Das lembranças que tenho da minha
infância, constato que eu era um menino levado. Sempre fui viciado em música. Cantava,
dançava e brincava como todo menino da minha idade, talvez até um pouco mais.
Minhas peraltices chamavam atenção, dignas que eram da correção paterna, e das medidas
disciplinares do colégio. O curioso é que as professoras mantinham por mim uma
dualidade de sentimentos. É, isso porque eu era ao mesmo tempo afetuoso e malcriado,
gentil e atrevido. Mas não o era por mal, era apenas meu jeito mais verdadeiro
de ser.
Minhas primas mais velhas tinham
essa mesma dualidade sentida pelas professoras. Elas tinham raiva de mim pela
minha inquietação e zombaria, mas também gostavam do primo arteiro. Mas
adoravam mesmo, quando a brincadeira era “luta”, pois só assim conseguiam a vingança,
me dando uma surra, sem que eu desgostasse dos safanões e caísse no choro. Enfim,
sempre fui um extremista no que fazia e nos sentimentos que gerava nas outras
pessoas.
Eu participava de todas as ações
artísticas do colégio. Era o papai Noel do fim de ano; o carteiro na peça; o
cantor na gincana; o coelho da páscoa junto com os amigos. Era notório que eu
amava a criatividade da arte em todas as suas vertentes. Mas em um determinado
momento, comecei a deixar de lado tudo o que me encantava e deixando a timidez
produzir raízes em mim. Isso acontece com muita gente, eu sei.
Acho que comecei, a mudar depois
que mudei de colégio. Os colegas novos, e o novo e estranho ambiente, (a nova percepção
da vida que me cercava era outra, sem dúvidas) só acentuaram
essa mudança. Tinha eu onze anos e fui definhando vagarosamente até me tornar definitivamente
“normal”. Já não continha a avidez de um peralta, nem a falta de vergonha de um
bufão. Passava anônimo pelas outras crianças e depois pelos adolescentes da
minha idade. Só os mais próximos podiam vislumbrar ainda, os resquícios do
menino que fui, e mesmo assim, era de forma breve e tímida. O menino que
dançava junto com a banda de pífanos que fazia apresentação no colégio; que
imitava o Sidney Magal no teatro; que dançava forró com uma linda parceira num
programa de televisão local, dentre outras coisas. Aquele menino morreu para
sempre em mim quando fiz onze anos. A timidez foi matando tudo que fui, e me
tornando uma pessoa menos interessante, mais “comum”. Uma pessoa normal.

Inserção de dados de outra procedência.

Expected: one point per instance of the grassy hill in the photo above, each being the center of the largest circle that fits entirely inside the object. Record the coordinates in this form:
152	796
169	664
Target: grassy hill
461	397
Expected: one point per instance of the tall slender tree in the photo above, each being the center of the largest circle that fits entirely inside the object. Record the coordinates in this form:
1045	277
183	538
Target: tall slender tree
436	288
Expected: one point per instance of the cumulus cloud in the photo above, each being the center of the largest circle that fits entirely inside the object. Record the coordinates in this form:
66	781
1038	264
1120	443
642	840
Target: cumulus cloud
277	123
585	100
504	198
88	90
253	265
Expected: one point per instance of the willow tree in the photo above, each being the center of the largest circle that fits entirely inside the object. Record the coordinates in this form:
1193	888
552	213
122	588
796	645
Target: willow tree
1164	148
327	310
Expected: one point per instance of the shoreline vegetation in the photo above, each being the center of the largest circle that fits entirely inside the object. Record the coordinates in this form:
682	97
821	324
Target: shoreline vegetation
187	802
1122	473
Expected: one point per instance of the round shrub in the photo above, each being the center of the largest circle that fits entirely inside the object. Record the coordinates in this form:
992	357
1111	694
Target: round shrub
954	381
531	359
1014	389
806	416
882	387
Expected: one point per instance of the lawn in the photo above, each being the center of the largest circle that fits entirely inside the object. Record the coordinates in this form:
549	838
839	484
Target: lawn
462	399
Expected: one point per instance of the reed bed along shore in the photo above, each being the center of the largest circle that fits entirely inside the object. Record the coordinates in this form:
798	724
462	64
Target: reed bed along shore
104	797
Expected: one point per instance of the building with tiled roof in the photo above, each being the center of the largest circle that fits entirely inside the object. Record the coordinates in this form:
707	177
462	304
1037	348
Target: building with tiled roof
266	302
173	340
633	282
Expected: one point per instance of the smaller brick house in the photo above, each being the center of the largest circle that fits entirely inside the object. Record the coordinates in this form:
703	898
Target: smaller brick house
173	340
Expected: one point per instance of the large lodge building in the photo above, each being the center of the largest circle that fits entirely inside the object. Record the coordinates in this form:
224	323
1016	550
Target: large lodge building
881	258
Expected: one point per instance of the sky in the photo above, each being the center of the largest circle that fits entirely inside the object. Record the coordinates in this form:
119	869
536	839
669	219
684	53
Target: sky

Sei que muitos pensam: Mas não é
bom ser normal? Explico: No meu ponto de vista, o normal deveria ser o
singular, o diferente, isso porque somos todos diferentes, mas vivemos seguindo
padrões de felicidade impostos pela nossa sociedade, tão pouco sábia, talvez muito
menos do que nosso “eu” interior. Somos criados para seguirmos padrões, e, esses
padrões, muitas vezes matam o que existe de mais verdadeiro em nós. Todos temos um caminho traçado pelo nosso ímpeto
mais primário, é ele que define nossos anseios, antes mesmo do nascimento dos
sonhos. Esse impulso é quase orgânico, (se não o for) e por ser tão cru, na
maioria das vezes o perdemos em algum lugar da nossa transformação, de criança
para adolescente, de adolescente para adulto. Quando identificamos um adulto
plenamente feliz em sua vida, com certeza ele segue sua vocação primeira, seu
próprio impulso inicial, aquele que vem na sua alma. Não estou falando de
profissão, estou falando de conduta na vida por completo. Acho que as pessoas
vivem infelizes ou não tão felizes, porque são escravas de uma vida imposta
pela maquina social, que devora homens e mulheres e apaga uma por uma, a luz criada por DEUS, em
cada um de nós, luz essa que define a nossa mais profunda e verdadeira
convicção de felicidade.
Hoje sei identificar o período
que deixei morrer em mim a criança que me fazia feliz, e luto todo dia para
ressuscitá-la. Ela se mostra tímida e acuada, pois muito tempo se passou, e ao
contrário do que eu pensava, ela não morreu para sempre, pois como diz o poeta "o pra sempre sempre acaba", mas está tão distante de mim, que
todo dia tento dar um ou dois passos ao seu encontro, pois sei que minha
felicidade está com ela, minha felicidade está em me tornar a criança que um dia fui.
Hoje pelo menos sei onde ela está, e vou aonde eu deva ir nessa busca, nem que
dure o resto dos meus dias, pois todos nós buscamos a felicidade, enfim.